Succédant à Donald Trump, Joe Biden va devoir tenter de réparer le multilatéralisme et de rassurer ses alliés dans un monde en pleine éruption. L’Europe, mais c’était déjà le cas sous Obama, est devenue moins importante que l’Asie. La Chine s’est permise, par l’intermédiaire du média Ta Kung Pao, de titrer, avec une certaine insolence : « La démocratie américaine est désormais une farce ». Les accusations de fraude ont évidemment incité les éditorialistes chinois à comparer la première puissance mondiale aux plus ridicules républiques bananières. L’image des États-Unis ne sort pas indemne de cet épisode. Elle aussi est à réparer.

Protégez-moi de mes amis, mes ennemis, je m’en charge ! Que va exiger le gauchiste Sanders, la sénatrice du Massachusetts, Elizabeth Warren et Alexandria Ocasio-Cortez, la nouvelle égérie new-yorkaise de la gauche américaine ? Comment Biden pourra-t-il résister aux pressions de l’extrême gauche de son parti.
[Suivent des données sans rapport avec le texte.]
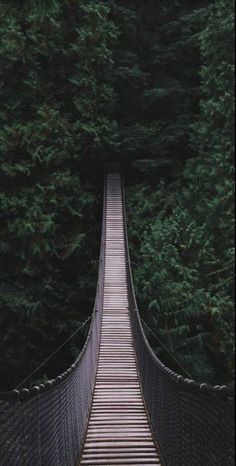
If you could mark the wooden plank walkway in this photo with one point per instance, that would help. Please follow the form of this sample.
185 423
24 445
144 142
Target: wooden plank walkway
118 430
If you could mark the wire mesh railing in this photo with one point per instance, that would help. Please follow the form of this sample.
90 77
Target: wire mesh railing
46 425
192 423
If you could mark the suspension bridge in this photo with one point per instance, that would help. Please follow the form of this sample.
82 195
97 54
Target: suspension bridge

Certes, il recevra l’aide du parti républicain au Sénat pour bloquer certains projets ! D’ores et déjà, le plan de relance doit d’urgence revenir à l’ordre du jour. De nombreux Américains sont dans une situation dramatique. Il faut les aider.
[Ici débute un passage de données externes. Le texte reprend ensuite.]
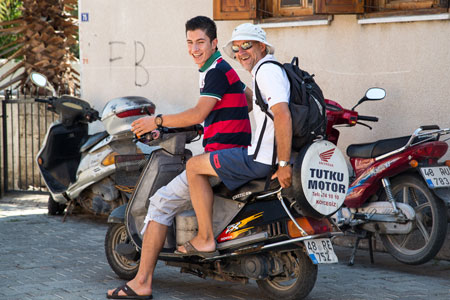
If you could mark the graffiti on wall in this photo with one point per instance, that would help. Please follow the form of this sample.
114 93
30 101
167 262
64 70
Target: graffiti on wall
141 74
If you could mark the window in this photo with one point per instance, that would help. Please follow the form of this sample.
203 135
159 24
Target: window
265 10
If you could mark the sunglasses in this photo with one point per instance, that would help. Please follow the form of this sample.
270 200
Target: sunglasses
243 46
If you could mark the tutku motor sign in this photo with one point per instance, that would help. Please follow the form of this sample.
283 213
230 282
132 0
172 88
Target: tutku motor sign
324 177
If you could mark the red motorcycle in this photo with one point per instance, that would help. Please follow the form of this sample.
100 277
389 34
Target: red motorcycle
398 190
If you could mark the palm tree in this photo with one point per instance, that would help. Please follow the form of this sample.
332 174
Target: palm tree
40 40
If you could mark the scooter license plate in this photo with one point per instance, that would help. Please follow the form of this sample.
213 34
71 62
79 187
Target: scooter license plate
436 177
321 251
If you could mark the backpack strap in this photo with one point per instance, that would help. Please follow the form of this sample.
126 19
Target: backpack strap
264 107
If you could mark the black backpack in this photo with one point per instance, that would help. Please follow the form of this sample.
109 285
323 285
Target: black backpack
306 104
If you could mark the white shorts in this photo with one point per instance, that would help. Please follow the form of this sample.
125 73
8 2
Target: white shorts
168 201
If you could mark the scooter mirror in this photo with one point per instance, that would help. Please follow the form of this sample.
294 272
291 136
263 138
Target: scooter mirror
375 94
38 79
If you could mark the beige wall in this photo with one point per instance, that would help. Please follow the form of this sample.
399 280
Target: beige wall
410 60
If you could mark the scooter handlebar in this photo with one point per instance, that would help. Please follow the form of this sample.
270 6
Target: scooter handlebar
161 131
367 118
42 100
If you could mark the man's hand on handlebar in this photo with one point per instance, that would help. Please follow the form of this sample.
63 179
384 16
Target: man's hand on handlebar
143 125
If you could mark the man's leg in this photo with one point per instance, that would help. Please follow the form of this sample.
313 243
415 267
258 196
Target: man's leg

Est-ce que le salaire minimum fédéral pourra être porté à 15 dollars de l’heure ? Quid de l’augmentation des impôts après l’augmentation ahurissante de la fortune des milliardaires pendant la crise de la Covid-19. Joe Biden prévoit de remonter le taux d’impôt sur les sociétés de 21 % à 28 % ? Il aura besoin de ces ressources pour financer sa politique sociale. Enfin, il y a son plan de transition énergétique, de l’ordre de 2 000 milliards de dollars sur quatre ans, qui doit permettre aux États-Unis d’atteindre la neutralité carbone en 2025 pour la production d’électricité. Vaste programme ! Que va devenir son projet de droit à l’assurance-maladie publique, destiné à garantir que chaque Américain ne paierait pas plus de 8,5 % de son revenu pour bénéficier d’une couverture de santé, sans connaître le même sort que la réforme Obama.

Oui, profitez bien de ces journées, Mister Président, il se pourrait que ce soient les meilleurs.